Paul claims to have ‘received grace and apostleship to bring about the obedience of faith among all the Gentiles, including yourselves who are called to belong to Jesus Christ’(1:5-6).

‘The Gospel is the power of God for salvation to everyone believing, to the Jew first and also to the Greek’(1:16).

‘God justifies the person who has the faith of Jesus’(3:26).

‘God’s love has been poured into our hearts through the Holy Spirit that has been given to us’(5:5).

‘Thanks be to God that  you have become obedient from the heart to the form of teaching to which you were entrusted’(6:17).

‘We are slaves not under the old written code but in the new life of the Spirit’(7:6).

‘To set the mind on the flesh is death, but to set the mind on the Spirit is life and peace’(8:6).

‘There is no distinction between Jew and Greek; the same Lord is Lord of all and is generous to all who call on him. For“Everyone who calls on the name of the Lord shall be saved.” But how are they to call on one in whom they have not believed? And how are they to believe in one of whom they have never heard? And how are they to hear without someone to proclaim him? And how are they to proclaim him unless they are sent? As it is written, “How beautiful are the feet of those who bring good news!”’(10:12-15)

‘If some of the branches were broken off, and you, a wild olive shoot, were grafted in their place to share the rich root of the olive tree, do not boast over the branches. If you do boast, remember that it is not you that support the root, but the root that supports you.’(11:17-18).

‘God has the power to graft them in again.’(11:23).

‘O the depth of the riches and wisdom and knowledge of God! How unsearchable are his judgments and how inscrutable his ways!
“For who has known the mind of the Lord? Or who has been his counsellor?”(Isaiah 40:13)
“Or who has given a gift to him, to receive a gift in return?”(Job 41:3)
For from him and through him and to him are all things. To him be the glory forever. Amen.’(11:33-36).

Moral Theology

Morality is the fruit of God’s liberating love: it is Christ living in us. It is impossible to live a moral life free from sin without this gift, even with the law. This gift is, however, offered to all, without distinction, Jew and Gentile alike. Paul does not argue like the Stoics for the logic of his positions, or attempt to show that they are inherently consistent.
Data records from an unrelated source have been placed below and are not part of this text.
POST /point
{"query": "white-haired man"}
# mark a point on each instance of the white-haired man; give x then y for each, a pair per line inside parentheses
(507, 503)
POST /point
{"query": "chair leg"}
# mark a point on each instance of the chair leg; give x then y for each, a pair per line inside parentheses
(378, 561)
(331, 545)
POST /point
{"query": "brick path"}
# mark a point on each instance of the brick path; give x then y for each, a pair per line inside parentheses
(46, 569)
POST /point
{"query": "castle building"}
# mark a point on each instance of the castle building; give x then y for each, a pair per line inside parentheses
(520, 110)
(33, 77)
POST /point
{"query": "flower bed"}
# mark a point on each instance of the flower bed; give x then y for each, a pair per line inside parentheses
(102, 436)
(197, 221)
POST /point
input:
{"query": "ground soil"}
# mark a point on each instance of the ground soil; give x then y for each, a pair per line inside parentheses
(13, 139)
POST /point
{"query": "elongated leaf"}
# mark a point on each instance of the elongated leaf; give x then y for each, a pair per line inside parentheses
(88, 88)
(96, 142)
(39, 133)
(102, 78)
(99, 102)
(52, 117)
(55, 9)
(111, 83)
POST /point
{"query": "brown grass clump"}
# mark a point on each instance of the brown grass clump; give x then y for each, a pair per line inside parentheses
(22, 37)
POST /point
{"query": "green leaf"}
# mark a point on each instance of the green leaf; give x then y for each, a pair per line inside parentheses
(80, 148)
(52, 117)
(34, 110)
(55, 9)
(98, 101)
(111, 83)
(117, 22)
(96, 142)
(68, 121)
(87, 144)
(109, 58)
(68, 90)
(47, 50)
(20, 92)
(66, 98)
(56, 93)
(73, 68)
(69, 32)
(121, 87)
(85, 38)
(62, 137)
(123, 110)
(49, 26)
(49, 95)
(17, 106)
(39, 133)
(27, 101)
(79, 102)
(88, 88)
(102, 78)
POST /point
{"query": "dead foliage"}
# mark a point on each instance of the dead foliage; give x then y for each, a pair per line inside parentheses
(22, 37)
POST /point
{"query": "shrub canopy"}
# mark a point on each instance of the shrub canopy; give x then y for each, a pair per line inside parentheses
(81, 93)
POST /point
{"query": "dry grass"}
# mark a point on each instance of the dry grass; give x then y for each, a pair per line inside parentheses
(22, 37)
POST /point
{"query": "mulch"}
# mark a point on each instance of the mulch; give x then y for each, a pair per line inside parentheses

Nor does he present Christian morality as something that we can live by our own efforts so long as we are good-willed and rational. He invites people to faith. He invites people into the Christian community. He invites us to belong to Christ and to experience his indwelling Spirit. He shows what fruit can come from such a union, fruit that without such a union is quite impossible. His prayer is not for greater rationality and more responsible self- sufficiency, but that ‘the power of Christ’(2Corinthians 12:9) may dwell in us so that our lives will be lives of ‘righteousness’.

‘I appeal to you therefore, brothers and sisters, by the mercies of God, to present your bodies as a living sacrifice, holy and acceptable to God, which is your spiritual worship. Do not be conformed to this world, but be transformed by the renewing of your minds, so that you may discern what is the will of God—what is good and acceptable and perfect.’(12:1-2).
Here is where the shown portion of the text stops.